The rise of online coaching has worsened the problem. What was once a classroom battle has become a solitary, sedentary ordeal—10 to 12 hours a day spent glued to screens, disconnected from the world, from nature, and from their own emotional needs. While online courses are marketed as convenient, they often trap students in a confined existence where nights blur into days and human interaction is replaced by digital isolation. There’s no room to explore life beyond NEET, no space to imagine a different future.
The ‘Abroad MBBS’ Route: A Desperate Alternative
When students fail after years of grueling effort, the psychological toll is devastating. Yet, instead of reassessing whether medicine is the right path, many families cling to the dream by sending their children abroad for MBBS. Countries like Bangladesh, Kazakhstan, or Kyrgyzstan have become destinations not of hope, but of desperation—desperation to escape societal shame and salvage a failed dream.
The harsh realities of these overseas MBBS ventures are rarely discussed. Many students struggle in unfamiliar education systems, grappling with language barriers, homesickness, cultural isolation, and even academic failure. Some return without completing their degrees; others earn qualifications that aren’t easily recognized in India. Meanwhile, families pour lakhs into this pursuit—sometimes selling property or taking on debt—all to uphold a narrow definition of success.
The Tragic Cost: Lost Potential
The most heartbreaking consequence of this cycle is how other talents wither away. A gifted writer stifles their voice. A charismatic public speaker is told to “focus on biology.” A brilliant problem-solver who could have been an entrepreneur buries their head in old question papers. We’re not nurturing a generation of doctors; we’re raising young people whose self-worth hinges on a single exam. And if they fail, they’re left feeling lost, empty, and worthless.
Yes, medicine is a respected profession—but Kashmir needs more than just doctors. It needs journalists to tell its stories, climate activists to protect its land, lawyers to defend its citizens, teachers to educate its future, and engineers, economists, psychologists, and artists of all kinds. Imagine if a 15-year-old in Budgam or Baramulla knew they could become a UN policy analyst, a civil servant fighting for justice, a climate scientist in Antarctica, or a poet winning global acclaim.

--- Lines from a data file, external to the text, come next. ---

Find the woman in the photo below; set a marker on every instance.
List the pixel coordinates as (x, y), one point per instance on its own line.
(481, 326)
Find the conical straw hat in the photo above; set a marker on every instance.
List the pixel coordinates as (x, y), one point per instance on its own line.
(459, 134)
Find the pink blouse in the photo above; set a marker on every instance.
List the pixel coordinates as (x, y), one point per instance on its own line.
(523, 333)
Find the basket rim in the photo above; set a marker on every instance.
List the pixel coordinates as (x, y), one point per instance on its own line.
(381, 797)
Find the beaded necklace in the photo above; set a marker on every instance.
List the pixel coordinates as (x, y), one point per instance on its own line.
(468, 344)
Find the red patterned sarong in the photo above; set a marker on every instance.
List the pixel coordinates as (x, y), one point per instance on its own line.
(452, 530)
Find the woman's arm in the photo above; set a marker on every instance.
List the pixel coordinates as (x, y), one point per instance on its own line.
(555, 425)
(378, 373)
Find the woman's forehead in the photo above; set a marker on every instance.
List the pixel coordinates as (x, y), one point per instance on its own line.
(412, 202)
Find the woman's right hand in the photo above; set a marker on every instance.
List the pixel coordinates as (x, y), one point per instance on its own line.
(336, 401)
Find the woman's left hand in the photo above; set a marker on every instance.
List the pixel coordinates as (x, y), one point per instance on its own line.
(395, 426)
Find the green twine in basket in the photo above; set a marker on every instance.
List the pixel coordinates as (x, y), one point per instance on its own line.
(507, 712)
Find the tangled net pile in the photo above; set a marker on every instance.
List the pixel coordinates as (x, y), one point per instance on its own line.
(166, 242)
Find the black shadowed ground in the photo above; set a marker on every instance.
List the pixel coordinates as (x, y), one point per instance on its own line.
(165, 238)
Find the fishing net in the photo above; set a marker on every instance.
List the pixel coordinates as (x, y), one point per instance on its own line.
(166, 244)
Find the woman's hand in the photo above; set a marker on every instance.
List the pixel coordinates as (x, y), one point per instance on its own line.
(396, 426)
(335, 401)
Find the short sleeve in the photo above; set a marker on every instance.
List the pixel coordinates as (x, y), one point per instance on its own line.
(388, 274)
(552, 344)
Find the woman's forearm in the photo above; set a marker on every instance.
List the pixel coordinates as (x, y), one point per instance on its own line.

Real progress comes not when everyone walks the same path, but when people forge diverse journeys with equal dignity.
To the Parents of Kashmir:
Don’t measure your child’s worth against the neighbor’s son. Don’t reduce their identity to a title. Don’t equate love with rank or reputation. Your child is not a project—they’re an individual with unique gifts, emotions, fears, and dreams. Give them space to breathe. Give them permission to fail. Give them the courage to rise again on their own terms, not under the weight of imposed expectations.
To the Students of Kashmir:
If medicine is your dream, pursue it fiercely. But if it isn’t, know this: You are not behind. You are not lost. You are not lesser. You are different—and that is beautiful. You weren’t meant to live someone else’s life. You were meant to live yours. There’s no shame in walking away from what isn’t yours. There’s only strength.
Kashmir deserves more than a one-dream culture. Its hills echo with the voices of poets, revolutionaries, scientists, musicians, and visionaries. Let’s not reduce this rich legacy to a single exam. Let’s break free from this MBBS obsession—not out of rebellion, but out of love for our children, their futures, and the valley itself.